Mechanically interlocked molecules, such as rotaxanes and catenanes, are promising building blocks for molecular memory devices owing to their tunable switching (on/off) behavior. This inspired Alan Rowan, Roeland Nolte, and colleagues, Radboud University Nijmegen, The Netherlands, to investigate interlocked porphyrins in an attempt to develop a molecular device able to perform actions on a polymer tape according to instructions from a tape head. In the envisioned device, the polymer tape will contain sites that can be chemically transformed while the tape head will be formed from a glycoluril double cage containing two metal porphyrin cages. One cage of the tape head will contain a catenane that can rotate to provide instructions; the other will be threaded on the polymer chain.
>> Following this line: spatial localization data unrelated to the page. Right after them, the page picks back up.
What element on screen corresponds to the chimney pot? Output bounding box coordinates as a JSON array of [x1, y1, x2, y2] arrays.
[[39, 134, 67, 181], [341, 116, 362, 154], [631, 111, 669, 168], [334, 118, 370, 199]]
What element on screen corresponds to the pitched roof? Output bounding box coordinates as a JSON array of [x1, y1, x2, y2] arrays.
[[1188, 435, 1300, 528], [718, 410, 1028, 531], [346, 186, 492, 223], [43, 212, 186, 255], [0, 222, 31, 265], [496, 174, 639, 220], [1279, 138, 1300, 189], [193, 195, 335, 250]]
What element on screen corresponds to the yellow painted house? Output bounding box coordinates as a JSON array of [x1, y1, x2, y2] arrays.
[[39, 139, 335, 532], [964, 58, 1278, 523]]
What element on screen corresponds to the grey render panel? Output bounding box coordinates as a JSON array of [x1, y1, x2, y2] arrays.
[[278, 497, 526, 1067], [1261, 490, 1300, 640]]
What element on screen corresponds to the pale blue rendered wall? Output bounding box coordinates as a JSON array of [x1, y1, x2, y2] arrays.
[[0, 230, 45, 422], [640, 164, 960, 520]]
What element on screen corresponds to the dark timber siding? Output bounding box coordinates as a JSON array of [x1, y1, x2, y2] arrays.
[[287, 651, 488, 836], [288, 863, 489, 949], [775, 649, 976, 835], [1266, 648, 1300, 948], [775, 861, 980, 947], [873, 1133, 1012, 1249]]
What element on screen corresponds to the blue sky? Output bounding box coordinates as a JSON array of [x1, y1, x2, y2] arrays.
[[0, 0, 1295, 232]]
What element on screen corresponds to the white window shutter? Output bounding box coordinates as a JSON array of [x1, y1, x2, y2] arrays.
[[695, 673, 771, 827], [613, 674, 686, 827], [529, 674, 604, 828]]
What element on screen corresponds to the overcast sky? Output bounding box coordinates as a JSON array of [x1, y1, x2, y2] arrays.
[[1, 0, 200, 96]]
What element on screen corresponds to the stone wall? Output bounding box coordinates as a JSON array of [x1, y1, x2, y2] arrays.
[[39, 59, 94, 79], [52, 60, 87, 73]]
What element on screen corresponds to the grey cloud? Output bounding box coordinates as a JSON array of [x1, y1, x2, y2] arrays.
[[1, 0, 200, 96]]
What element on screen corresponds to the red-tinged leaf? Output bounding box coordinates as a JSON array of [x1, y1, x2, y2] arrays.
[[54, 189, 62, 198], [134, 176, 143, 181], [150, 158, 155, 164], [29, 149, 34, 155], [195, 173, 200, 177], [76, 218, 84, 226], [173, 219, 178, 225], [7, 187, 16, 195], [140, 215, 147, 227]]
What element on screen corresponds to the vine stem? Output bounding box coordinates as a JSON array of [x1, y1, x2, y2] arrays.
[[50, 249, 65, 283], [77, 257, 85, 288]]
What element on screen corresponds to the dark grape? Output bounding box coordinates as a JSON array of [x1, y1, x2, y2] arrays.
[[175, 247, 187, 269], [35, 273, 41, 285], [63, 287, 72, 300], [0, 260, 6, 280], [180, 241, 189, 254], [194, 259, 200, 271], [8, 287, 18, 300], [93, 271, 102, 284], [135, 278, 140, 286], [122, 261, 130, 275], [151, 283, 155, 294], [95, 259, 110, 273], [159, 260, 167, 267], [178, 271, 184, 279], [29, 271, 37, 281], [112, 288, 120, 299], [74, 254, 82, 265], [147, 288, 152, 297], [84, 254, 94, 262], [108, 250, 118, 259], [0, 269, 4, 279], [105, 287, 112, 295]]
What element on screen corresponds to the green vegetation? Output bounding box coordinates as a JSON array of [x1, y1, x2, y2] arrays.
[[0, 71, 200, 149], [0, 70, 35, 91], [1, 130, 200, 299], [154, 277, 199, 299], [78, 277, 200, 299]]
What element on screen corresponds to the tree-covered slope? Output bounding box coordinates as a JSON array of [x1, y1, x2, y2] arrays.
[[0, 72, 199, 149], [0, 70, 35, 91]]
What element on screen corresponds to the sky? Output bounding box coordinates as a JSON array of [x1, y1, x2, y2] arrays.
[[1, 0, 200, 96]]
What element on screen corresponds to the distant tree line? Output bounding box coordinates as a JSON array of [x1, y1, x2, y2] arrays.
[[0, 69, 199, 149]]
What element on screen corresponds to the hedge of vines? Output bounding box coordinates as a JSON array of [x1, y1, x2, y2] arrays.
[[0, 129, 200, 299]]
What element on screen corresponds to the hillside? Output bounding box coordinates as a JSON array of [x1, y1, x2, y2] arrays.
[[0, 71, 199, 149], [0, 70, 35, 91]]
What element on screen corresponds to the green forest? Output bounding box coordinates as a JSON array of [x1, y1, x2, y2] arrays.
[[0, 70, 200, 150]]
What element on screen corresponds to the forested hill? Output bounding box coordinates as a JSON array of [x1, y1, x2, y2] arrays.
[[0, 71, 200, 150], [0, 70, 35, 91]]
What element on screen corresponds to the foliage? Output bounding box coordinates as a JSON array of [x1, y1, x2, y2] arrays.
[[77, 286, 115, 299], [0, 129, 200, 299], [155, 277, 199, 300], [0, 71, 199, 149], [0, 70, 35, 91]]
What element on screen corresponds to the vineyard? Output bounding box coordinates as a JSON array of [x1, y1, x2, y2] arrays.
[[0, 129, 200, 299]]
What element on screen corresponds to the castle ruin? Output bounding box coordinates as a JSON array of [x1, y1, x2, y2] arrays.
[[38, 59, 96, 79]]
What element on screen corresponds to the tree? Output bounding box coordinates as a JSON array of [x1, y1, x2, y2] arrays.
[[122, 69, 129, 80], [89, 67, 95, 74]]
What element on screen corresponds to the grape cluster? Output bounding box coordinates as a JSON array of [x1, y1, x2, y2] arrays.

As a first step in the construction of such a device, they have studied the synthesis, by ring-closing metathesis, of catenanes based on a porphyrin and bis(olefin)-terminated viologens. The size of the viologen olefin substituents was found to have a marked effect on the ring-closing reaction, with long chains inducing formation of [2]- and [3]catenanes, and short chain compounds producing a mixture of [3]-, [4]-, and [5]catenanes. The interlocked [2]catenane structures show interesting switching behavior: shuttling of the porphyrin in the catenane can be turned on and off by using acid and base stimuli.